Gemini Belief Firm, an American cryptocurrency exchange, issued a reply memorandum in opposition to the US Securities and Alternate Fee (SEC) in an attempt to dismiss the ongoing SEC-Gemini case in the United States District Courtroom for the Southern District of New York.
Earlier this year, US regulators sued Gemini and Genesis International Capital for allegedly buying and selling unregistered securities through the Gemini Earn crypto asset loan programme. The SEC claimed that the platforms have been under review, claiming that the sale of unregistered securities has allowed the companies collect billions of dollars worth of crypto assets from customers. The case followed the traders’ complaint against Gemini and its co-founders, accusing them of fraudulent activity.
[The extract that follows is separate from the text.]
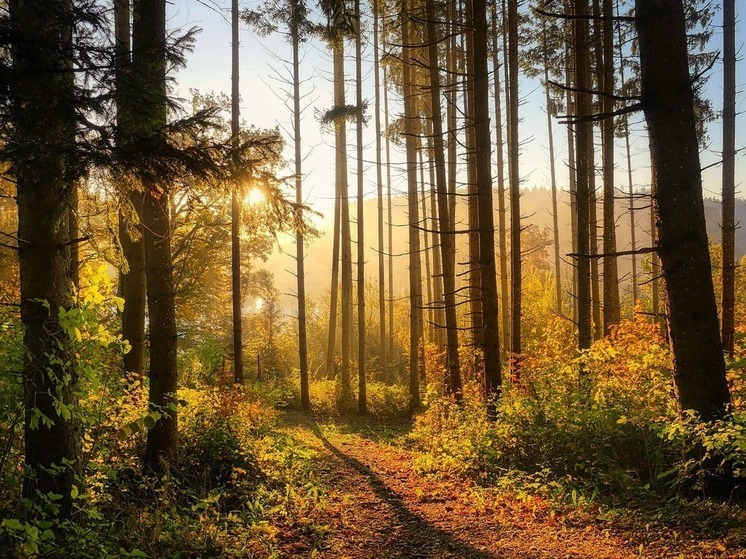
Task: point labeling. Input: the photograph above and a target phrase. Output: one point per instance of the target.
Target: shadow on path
(421, 539)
Following that, Genesis and Gemini filed a motion to dismiss the action, claiming that the Gemini Earn should not be considered a safety. Each company asked the court to dismiss the complaint on the grounds that the transactions were essentially loans. In addition, Gemini called the case “ill-conceived” in an official blog post.
On August 18, Gemini submitted a motion asking the court to dismiss the SEC‘s action against the trade, claiming that it contains vague claims and indefinite reasoning. Although Part 5 of the Securities Act is “not difficult to understand,” the platform was perplexed that the authorities failed to provide a clear declaration. “The fact that the SEC can’t resolve what’s the safety at issue simply underscores the SEC’s position,” Gemini continued.
The platform asked the court to invalidate the SEC‘s “convoluted” comments, claiming that regulators had been deafeningly silent on the crucial questions involving the sale of the presumed unregistered securities. Gemini also emphasised the key legal concepts that support its request for the action to be dismissed. According to the document, a claim must be “believable” and not based solely on “conclusory allegations.”